Employment and Income
North Carolina Latino adults age 16 or older are more likely to be in the labor force (74.8%) and working or actively seeking work than are non-Latino whites or African Americans (Chart 2:1). North Carolina Latinos are also more likely to be employed (69.1%) than are other population groups in North Carolina, or than Latinos nationally.
Chart 2:1: Employment status for the North Carolina population 16 years and older (2000)
No longer composed mainly of migrant workers who come and go with the "picking" seasons, the Latino population is represented in most sectors, but tends to be concentrated in lower-paid, less-skilled jobs. They are far less likely to be employed in management or professional occupations, and more likely to be employed in farming, construction, production, or transportation occupations. More than one third of all Latinos are employed in production, transportation, and material-moving occupations; approximately one fourth are employed in the construction, extraction, and maintenance occupations (Chart 2:2).

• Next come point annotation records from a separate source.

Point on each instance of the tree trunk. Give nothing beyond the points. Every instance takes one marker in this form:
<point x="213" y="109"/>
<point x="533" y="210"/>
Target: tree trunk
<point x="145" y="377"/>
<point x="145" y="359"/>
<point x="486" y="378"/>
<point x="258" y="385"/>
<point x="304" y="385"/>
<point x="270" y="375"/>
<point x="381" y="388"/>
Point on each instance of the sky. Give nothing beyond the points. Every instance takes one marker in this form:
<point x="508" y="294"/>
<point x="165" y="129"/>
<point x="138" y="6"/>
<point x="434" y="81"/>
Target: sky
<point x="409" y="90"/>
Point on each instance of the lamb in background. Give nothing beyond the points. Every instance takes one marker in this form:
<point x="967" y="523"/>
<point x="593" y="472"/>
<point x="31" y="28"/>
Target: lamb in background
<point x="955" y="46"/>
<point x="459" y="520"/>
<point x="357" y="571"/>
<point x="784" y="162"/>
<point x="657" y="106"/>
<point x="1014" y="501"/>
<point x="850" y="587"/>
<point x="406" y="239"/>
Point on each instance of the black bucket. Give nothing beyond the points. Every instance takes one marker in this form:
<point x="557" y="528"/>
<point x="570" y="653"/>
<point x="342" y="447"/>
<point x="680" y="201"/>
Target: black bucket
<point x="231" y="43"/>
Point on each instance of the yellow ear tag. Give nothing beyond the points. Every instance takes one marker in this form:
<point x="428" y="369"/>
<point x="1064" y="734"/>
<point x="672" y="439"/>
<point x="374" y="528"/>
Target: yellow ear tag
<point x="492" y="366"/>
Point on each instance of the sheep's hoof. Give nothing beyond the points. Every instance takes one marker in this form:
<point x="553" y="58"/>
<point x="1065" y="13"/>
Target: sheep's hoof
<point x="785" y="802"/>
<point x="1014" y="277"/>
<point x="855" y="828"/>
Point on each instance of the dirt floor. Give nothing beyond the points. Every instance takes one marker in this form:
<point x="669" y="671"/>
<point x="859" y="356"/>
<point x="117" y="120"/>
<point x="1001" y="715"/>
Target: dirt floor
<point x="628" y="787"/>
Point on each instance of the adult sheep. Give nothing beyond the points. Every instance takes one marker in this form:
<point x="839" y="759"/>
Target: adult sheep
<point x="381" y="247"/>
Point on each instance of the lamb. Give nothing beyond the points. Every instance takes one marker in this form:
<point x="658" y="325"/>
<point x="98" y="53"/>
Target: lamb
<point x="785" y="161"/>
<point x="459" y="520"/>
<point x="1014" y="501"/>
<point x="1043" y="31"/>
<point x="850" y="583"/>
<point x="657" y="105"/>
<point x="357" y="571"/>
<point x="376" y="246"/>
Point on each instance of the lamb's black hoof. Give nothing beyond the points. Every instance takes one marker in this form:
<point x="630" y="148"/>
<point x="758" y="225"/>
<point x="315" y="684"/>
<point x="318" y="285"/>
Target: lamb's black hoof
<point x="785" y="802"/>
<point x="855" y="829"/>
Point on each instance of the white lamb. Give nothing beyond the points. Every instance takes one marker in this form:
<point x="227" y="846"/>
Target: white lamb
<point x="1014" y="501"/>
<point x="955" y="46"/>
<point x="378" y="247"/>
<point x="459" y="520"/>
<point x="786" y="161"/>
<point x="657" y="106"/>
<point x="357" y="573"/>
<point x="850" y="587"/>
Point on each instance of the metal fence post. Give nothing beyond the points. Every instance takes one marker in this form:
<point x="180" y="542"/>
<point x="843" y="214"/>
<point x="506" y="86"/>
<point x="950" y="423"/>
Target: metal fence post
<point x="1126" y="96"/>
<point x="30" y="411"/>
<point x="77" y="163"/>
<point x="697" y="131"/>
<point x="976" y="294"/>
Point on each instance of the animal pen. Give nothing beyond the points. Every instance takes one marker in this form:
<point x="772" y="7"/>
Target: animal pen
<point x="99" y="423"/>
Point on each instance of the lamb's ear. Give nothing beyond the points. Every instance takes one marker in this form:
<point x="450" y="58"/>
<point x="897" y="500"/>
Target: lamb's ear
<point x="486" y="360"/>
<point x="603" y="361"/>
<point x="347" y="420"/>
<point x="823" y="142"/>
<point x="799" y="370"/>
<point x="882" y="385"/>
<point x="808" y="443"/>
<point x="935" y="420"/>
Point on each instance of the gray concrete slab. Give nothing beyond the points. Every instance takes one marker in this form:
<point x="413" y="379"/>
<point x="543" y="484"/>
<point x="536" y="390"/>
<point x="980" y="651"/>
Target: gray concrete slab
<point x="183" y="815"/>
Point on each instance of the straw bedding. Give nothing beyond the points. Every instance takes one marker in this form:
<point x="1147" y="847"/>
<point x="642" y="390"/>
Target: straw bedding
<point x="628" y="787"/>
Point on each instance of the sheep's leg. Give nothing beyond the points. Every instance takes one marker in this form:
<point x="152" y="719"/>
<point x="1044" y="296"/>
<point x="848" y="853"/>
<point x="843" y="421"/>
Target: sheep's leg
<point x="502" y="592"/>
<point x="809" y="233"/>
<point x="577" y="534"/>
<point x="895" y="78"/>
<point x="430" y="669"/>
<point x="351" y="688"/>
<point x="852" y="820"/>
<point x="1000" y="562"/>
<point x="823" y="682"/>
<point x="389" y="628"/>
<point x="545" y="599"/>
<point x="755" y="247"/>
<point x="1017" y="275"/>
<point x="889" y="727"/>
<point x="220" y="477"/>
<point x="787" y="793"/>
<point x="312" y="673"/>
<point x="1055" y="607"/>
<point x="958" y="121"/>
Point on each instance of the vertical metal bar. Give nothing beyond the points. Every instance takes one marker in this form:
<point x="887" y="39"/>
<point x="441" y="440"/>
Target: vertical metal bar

Chart 2:2: Occupation for the employed civilian population 16 years and older (2000)
Almost one tenth of Latinos reported being employed in farming, fishing, or forestry in the 2000 Census. However, the actual number of Latinos employed in the agricultural industry is probably higher, as migrants who work in North Carolina may not be fully counted in North Carolina's Census numbers. North Carolina is the fifth most populous farmworker state in the US, behind California, Texas, Washington, and Florida. Some experts suggest that there are more than 100,000 migrant and seasonal farmworkers working in North Carolina throughout the year. Of these, approximately 60,000 are Latinos. In 2002, the NC Employment Security Commission (ESC) counted 108,900 migrant, seasonal, year-round and H-2A workers working in North Carolina fields. Taking into account the limitations of these estimates, and including dependents, NC's farmworker population is estimated to be over 200,000. The work of Latinos helps drive the state's economy. North Carolina's tobacco, greenhouse and nursery, vegetable and fruit industries rely heavily on the labor of farmworkers, producing more than $2.2 billion in sales.
Although Latinos are more likely to be employed than other racial or ethnic groups, they are also the most likely to live in poverty; i.e., they have family incomes below the federal poverty guidelines ($18,100/year for a family of four in 2002). While Latinos comprise only 4.7% of the state's population, they comprise 10.4% of all poor people in the state. More than one quarter of North Carolina Latinos live in poverty (27.4%), which is slightly higher than African Americans and much higher than non-Latino whites (Chart 2:3).
Chart 2:3: Percentage of North Carolina population that lives in poverty (2000)
The median family income for Latinos in 1999 was $30,529 -- similar to that of African Americans ($31,951), but much less than that of non-Latino whites ($51,364). Approximately one out of every ten North Carolina Latino families (10.5%) had incomes less than $10,000 year, compared to 13.4% of African- American families, and 3.6% of non-Latino, white families. Approximately 30% of both North Carolina Latino (29.4%) and African-American (30.3%) families had incomes below $20,000/year, compared to only 11.5% of non-Latino, white families.
Latinos are present in all of North Carolina counties; however, they tend to be concentrated in the Eastern, metro, and military areas of the state (Map 2:1). The presence of Latinos in smaller counties is significant. Indeed, five counties in NC have a reported Latino population of 9% or higher; and another 14 counties have a Latino population of 6% or higher.